Things are either ‘amazing’ or a ‘disaster’. Modi is either loved or hated. Trump is either ‘100% right’ or ‘completely stupid’. You are either a ‘patriot’ or an ‘anti-national’.
The argument that every situation might have pros and cons is considered a weak one. Truth and facts are irrelevant. Reason and logic don’t matter.
What matters are your feelings, and which side you are on. Welcome to extremitis, the nasty by-product of mass social conversations.
The same social media that was expected to open minds and expose people to various points of view, is now the world’s biggest polariser. The issue of terrorism is no exception.
Extremitis suggests that terrorism can only be one of two things.

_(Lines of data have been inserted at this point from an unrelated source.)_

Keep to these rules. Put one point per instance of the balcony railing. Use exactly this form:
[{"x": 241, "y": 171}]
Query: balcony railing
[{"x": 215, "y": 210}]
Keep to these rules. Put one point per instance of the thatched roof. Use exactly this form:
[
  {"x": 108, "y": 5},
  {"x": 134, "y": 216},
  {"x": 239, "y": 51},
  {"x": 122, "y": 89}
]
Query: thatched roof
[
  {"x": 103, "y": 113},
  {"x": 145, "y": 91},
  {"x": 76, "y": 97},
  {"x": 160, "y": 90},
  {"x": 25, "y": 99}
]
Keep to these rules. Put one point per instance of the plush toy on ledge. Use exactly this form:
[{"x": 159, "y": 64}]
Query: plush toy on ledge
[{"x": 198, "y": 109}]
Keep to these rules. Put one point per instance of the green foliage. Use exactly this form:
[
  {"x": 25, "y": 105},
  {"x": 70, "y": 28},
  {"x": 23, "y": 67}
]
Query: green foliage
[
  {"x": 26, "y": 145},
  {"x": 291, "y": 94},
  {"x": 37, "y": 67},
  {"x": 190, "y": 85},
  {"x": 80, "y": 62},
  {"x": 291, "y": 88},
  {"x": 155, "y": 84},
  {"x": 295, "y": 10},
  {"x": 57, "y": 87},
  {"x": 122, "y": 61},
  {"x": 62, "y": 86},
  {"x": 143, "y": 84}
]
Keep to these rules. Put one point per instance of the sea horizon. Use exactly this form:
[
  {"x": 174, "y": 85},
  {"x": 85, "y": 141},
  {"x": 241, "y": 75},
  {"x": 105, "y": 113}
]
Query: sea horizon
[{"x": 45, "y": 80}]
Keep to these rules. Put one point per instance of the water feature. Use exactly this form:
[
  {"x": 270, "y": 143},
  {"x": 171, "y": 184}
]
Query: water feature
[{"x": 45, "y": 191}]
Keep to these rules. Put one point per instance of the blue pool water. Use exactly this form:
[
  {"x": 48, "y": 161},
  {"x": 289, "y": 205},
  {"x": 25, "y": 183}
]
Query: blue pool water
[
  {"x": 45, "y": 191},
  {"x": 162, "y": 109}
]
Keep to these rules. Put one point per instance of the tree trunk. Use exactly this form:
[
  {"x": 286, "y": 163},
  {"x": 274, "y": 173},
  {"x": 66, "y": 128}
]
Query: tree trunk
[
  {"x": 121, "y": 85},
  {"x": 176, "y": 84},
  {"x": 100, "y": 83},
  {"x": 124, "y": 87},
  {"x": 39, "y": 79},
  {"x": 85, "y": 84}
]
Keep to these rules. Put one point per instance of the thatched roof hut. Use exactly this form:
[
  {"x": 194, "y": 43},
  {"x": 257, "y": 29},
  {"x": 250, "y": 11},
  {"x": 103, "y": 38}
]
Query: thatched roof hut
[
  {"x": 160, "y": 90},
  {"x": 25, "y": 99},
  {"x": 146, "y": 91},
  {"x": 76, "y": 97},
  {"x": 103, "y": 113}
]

One, it is ‘completely the fault of Islam’, and hence ‘Muslims should be banned’. On the other side of terrorism extremitis are the ultra-liberals. They believe ‘these terror attacks are not related to a particular religion’ and those claiming otherwise are ‘Islamophobes’ and ‘racists’.

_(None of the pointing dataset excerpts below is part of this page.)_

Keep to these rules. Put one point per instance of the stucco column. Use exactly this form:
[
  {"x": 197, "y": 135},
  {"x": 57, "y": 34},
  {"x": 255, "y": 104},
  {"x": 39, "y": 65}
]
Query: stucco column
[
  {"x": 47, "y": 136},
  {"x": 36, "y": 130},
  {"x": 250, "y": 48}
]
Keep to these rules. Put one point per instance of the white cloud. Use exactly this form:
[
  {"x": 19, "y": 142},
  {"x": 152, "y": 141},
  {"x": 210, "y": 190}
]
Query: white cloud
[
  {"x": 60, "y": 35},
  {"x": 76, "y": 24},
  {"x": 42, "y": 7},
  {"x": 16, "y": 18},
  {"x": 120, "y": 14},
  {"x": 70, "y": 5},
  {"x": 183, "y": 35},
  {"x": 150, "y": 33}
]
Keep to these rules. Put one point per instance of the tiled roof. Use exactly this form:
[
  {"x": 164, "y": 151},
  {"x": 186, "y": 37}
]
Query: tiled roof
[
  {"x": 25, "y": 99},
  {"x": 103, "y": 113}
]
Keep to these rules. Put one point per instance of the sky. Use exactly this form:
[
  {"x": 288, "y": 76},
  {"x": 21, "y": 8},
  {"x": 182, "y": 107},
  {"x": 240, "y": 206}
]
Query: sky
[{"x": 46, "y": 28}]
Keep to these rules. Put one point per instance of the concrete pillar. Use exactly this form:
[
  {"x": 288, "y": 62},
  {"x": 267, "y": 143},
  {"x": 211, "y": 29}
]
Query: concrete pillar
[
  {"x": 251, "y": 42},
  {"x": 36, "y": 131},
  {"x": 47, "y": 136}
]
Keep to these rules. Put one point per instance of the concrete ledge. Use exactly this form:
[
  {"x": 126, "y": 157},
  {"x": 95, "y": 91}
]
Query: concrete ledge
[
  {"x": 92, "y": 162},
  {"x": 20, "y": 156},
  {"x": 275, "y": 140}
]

This extremitis generates a lot of noise and juicy headlines. It doesn’t really solve anything. Meanwhile, IS’s ever-expanding footprint reaches new cities and perpetrates new atrocities.
We need to stop getting polarised over terrorism. It is not a right-wing or a left-wing issue, but affects us all. And while terrorism doesn’t have a religion, there’s no denying that IS, the most active global terrorist organisation at present, follows radical Islam. Hiding this truth in the name of political correctness doesn’t help anyone either.

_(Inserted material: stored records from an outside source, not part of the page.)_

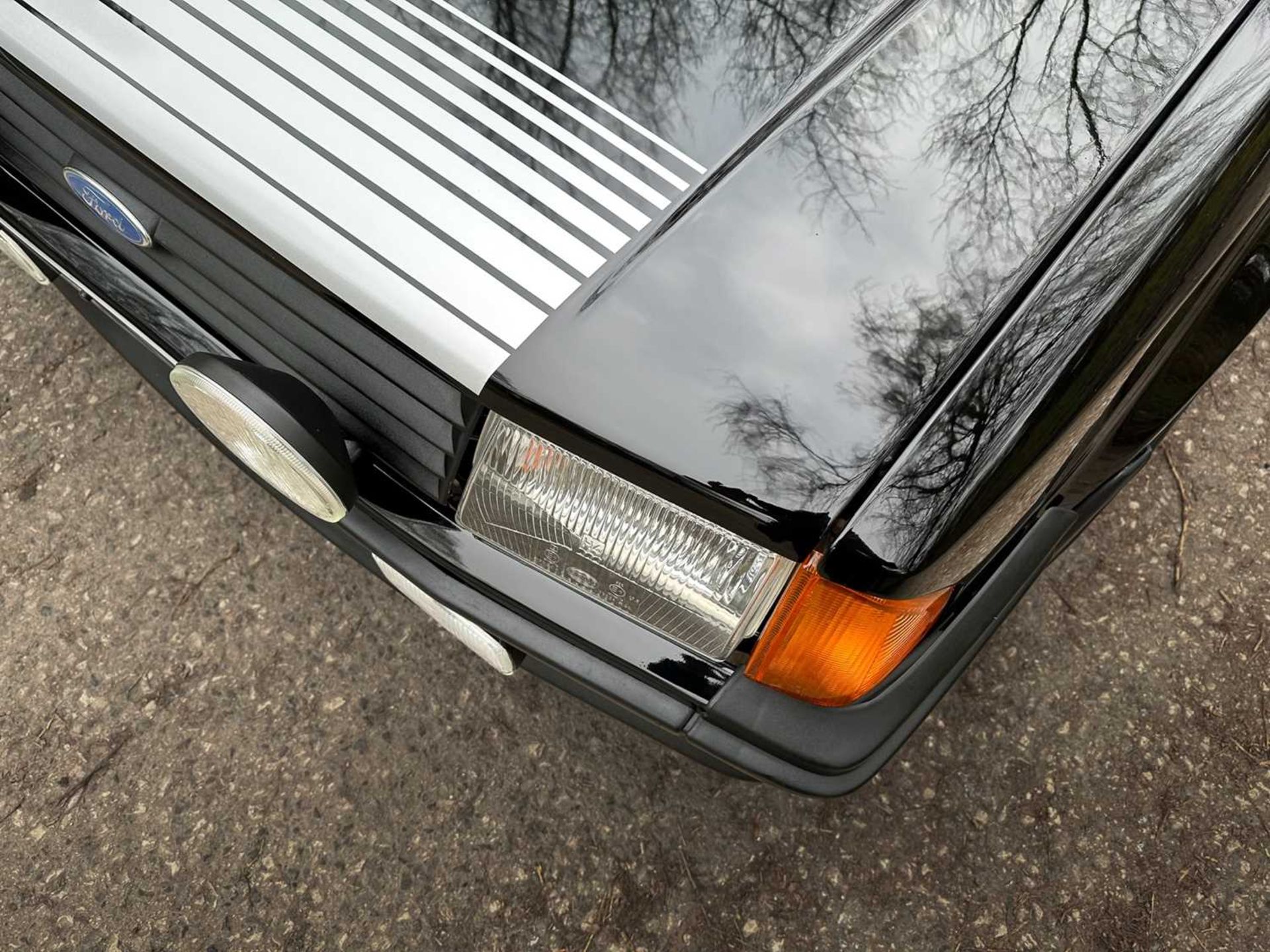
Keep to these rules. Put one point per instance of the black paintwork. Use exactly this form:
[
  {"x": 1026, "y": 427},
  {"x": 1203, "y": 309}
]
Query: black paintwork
[
  {"x": 999, "y": 386},
  {"x": 763, "y": 356}
]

The (mis)use of Islam in recruiting terrorists means the Muslim community at large, and Islamic countries in particular, have to play an active part in solving the problem. Radical Islamic organisations are able to generate funds for their activities. To counter them, strong moderate Islamic organisations need to be created and funded by governments around the world as well. These modern, moderate, liberal Muslim organisations may not have guns, but they need to be prominent and influential enough to stand up to their fundamentalist counterparts.
Also, Islam is the only religion where over a dozen countries are officially Islamic. Many of them are not democracies, and fundamentalists have a big say in how these countries are run.
This complicates the problem, and is perhaps the reason why radical Islamic terror has thrived far more than that of other religions. However, the rest of the world has to get together and put pressure on these countries, through diplomatic, economic or other means, to have a zero tolerance policy on terrorism.
Holding fundamentalist beliefs may well fall within the parameters of religious choice. However, when innocent people get hurt, all bets are off.
Many of these Islamic countries have strict zero tolerance laws against narcotics for instance, and are successful in keeping their countries drug free. Similarly, they have to commit to zero tolerance against terrorism.
Back home in India too, we have to do the same. Terrorism is a hard problem to counter. Only a zero tolerance approach works. To that extent, all our homegrown terror apologists (the types who say terrorists ‘were just misguided youth’) should be condemned.
These solutions do not amount to asking for a ‘Muslim ban’ or labelling a religion as evil. At the same time, they don’t pussyfoot around the issue in the name of political correctness either.
The solution to terrorism will not come from one extreme point of view, but from somewhere in the middle, using logic and reason.
It is time we take a break from extremitis, and work to solve a huge problem and make the world a safer place.